Au salon Planète Durable qui se tenait dernièrement à Paris, une magnifique berline allemande triomphait sur un support aquatique rappelant que la voiture à hydrogène était un modèle de transport assurant un avenir propre. Je ne parlerai pas ici de la gêne de la commerciale concernant le nombre de pièces recyclés dans le véhicule ou la date de commercialisation dudit véhicule. Soyons imaginatifs et optimistes : disons qu’en 2100, le parc mondial automobile sera le plus clean possible (moteur propre, usines toutes certifiées ISO, recyclage maximum, etc). Après tout, la première voiture électrique débarquera en France dès 2009 avec la Think, la Bolloré Blue Car ou encore la Venturi Eclectic.
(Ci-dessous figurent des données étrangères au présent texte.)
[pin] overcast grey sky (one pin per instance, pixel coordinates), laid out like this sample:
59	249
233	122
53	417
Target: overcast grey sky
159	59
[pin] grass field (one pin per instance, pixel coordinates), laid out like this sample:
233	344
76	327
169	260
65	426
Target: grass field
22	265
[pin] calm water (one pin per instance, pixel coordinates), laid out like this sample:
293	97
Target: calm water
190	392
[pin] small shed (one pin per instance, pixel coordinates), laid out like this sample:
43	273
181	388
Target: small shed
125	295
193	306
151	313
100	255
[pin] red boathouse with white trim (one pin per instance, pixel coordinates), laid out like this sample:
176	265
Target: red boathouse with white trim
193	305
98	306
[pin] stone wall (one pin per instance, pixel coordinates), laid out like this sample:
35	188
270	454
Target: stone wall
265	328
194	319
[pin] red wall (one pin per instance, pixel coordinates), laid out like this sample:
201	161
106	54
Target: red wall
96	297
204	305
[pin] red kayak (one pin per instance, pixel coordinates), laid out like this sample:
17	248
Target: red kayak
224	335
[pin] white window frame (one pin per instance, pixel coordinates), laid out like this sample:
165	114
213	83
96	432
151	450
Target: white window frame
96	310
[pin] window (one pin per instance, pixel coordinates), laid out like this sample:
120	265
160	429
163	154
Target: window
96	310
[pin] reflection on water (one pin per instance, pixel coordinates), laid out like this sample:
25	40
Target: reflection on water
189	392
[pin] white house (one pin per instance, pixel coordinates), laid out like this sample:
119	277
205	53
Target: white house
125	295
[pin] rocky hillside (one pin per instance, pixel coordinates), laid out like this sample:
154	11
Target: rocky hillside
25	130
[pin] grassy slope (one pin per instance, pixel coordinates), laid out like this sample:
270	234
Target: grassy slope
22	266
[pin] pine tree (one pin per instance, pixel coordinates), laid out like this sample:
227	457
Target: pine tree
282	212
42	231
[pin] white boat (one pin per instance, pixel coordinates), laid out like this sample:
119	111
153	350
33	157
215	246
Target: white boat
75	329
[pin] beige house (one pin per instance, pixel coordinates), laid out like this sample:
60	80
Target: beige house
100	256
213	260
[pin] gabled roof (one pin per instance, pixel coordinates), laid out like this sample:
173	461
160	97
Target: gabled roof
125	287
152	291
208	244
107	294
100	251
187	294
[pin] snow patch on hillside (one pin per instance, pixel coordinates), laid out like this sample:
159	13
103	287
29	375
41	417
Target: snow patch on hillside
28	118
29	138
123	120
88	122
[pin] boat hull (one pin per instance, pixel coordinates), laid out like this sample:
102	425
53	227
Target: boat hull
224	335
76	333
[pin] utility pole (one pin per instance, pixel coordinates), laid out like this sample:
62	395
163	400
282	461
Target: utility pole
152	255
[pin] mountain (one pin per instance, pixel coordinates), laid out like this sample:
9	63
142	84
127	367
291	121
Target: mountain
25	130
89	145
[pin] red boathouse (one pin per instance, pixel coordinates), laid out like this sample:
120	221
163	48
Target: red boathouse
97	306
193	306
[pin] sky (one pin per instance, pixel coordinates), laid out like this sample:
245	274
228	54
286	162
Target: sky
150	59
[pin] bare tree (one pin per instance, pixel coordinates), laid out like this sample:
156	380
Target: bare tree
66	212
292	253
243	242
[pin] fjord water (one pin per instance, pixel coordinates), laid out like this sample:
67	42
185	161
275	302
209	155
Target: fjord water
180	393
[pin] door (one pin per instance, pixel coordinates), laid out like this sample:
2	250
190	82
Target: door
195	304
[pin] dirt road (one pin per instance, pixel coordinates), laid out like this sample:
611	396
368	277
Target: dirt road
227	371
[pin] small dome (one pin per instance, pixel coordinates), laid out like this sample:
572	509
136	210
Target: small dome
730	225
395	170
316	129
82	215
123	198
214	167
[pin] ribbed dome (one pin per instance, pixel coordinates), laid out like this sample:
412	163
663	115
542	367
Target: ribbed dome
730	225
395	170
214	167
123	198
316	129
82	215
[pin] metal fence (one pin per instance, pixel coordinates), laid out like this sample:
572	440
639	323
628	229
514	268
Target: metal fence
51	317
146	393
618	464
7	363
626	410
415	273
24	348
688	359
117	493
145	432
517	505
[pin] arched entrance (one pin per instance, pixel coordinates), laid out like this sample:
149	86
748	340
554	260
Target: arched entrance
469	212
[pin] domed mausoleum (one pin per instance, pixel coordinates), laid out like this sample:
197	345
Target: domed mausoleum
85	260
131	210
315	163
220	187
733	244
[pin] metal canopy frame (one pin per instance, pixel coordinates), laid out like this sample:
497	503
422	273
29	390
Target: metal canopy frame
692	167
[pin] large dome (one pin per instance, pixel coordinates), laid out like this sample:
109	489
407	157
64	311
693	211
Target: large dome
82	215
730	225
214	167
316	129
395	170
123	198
Des chiffres qui donnent le tournis
Et pourtant il ne faut s’en réjouir qu’à moitié. Voici quelques données à bien garder à l’esprit :
Alors qu’il n’y avait que 100 millions de véhicules en 1956, le nombre de voitures en circulation sur la Terre devrait atteindre 1 milliard en 2010.
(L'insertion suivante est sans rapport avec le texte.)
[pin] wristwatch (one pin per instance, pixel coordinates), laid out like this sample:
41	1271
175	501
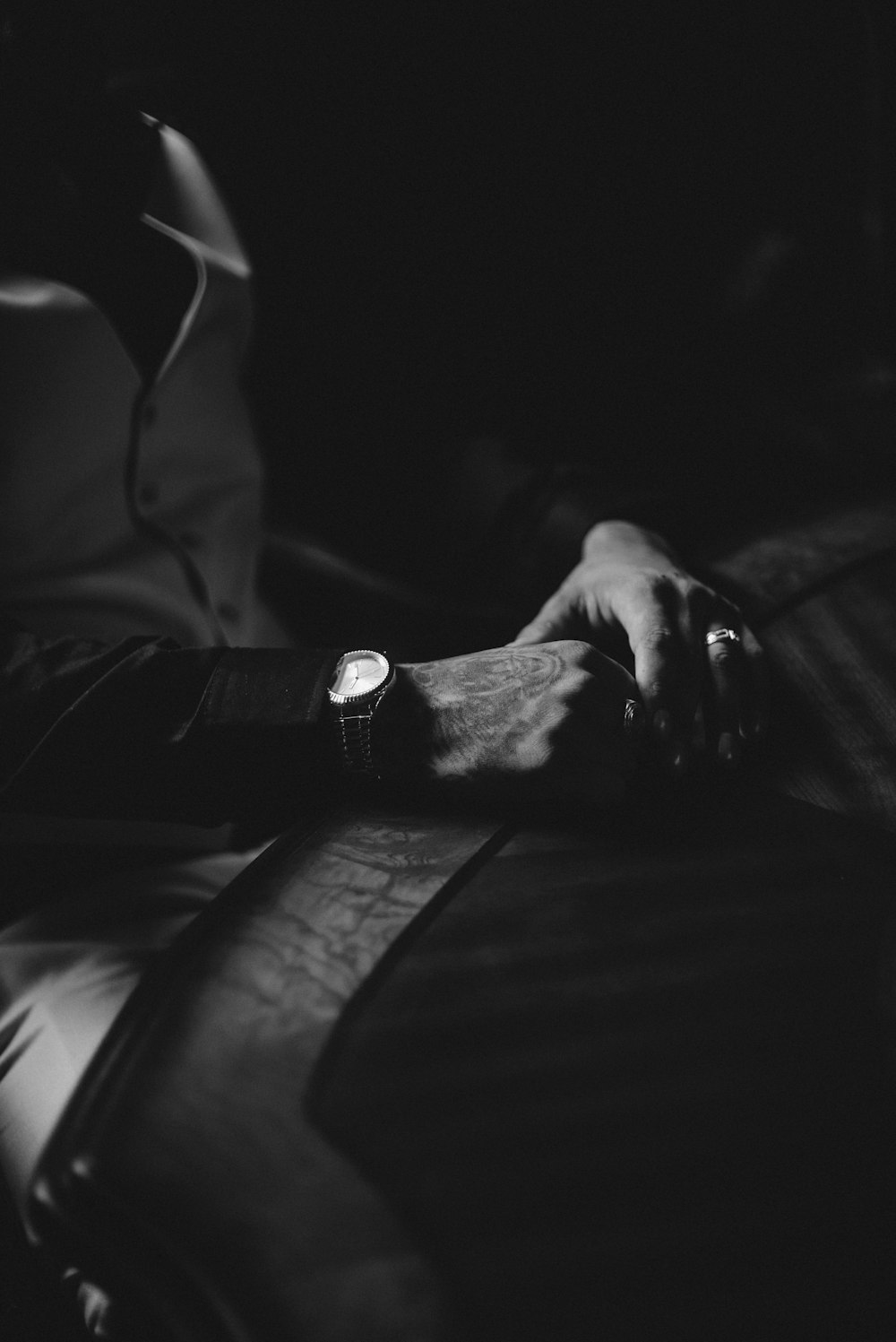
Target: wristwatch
357	686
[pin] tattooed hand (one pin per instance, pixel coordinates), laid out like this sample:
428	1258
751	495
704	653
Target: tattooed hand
696	697
526	723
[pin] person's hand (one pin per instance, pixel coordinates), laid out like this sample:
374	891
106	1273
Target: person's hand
515	723
696	696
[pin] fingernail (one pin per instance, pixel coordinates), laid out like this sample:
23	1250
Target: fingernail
728	749
663	723
679	761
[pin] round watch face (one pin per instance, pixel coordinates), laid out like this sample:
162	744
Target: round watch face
358	672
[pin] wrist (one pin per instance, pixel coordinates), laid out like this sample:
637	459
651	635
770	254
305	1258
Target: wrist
613	537
399	732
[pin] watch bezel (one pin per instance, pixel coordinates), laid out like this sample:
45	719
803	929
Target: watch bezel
336	697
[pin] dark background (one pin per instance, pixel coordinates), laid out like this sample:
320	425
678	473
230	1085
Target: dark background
650	239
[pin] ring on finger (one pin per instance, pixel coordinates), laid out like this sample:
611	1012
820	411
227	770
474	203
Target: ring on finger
632	720
722	636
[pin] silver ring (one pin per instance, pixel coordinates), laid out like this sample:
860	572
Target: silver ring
722	636
632	718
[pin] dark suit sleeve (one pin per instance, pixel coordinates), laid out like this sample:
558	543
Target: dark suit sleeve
146	729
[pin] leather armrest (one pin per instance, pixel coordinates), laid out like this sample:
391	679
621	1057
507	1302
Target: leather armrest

Chaque nouvelle voiture demande pour sa construction 30 000 litres d’eau et exige 20 fois plus de matières premières que son seul poids.
À l’autre bout de la chaîne, ce sont deux millions de véhicules particuliers légers qui sont jetés annuellement en France, soit, notamment, 280 000 tonnes de vieux pneus, 30 000 tonnes de résidus de batteries et 400 000 tonnes de déchets industriels spéciaux.
D’après l’ADEME, la voiture électrique nécessite 62 % d’énergie en plus pour le même rendement. L’énergie (d’origine nucléaire) est produite hors du véhicule : elle doit donc être transportée, puis stockée, ce qui engendre à chaque étape d’importantes déperditions. Les batteries (plomb, cadmium ...) nécessaires à ce stockage sont elles-mêmes hautement nocives et produisent des déchets à durée de vie infinie.
Et enfin, une voiture nécessite des routes et de nombreuses places de parkings. Une voiture électrique n’empêchera donc pas les polémiques environnementales comme la construction d’une rocade nord à Grenoble ou d’une autoroute A65 entre Langon et Pau.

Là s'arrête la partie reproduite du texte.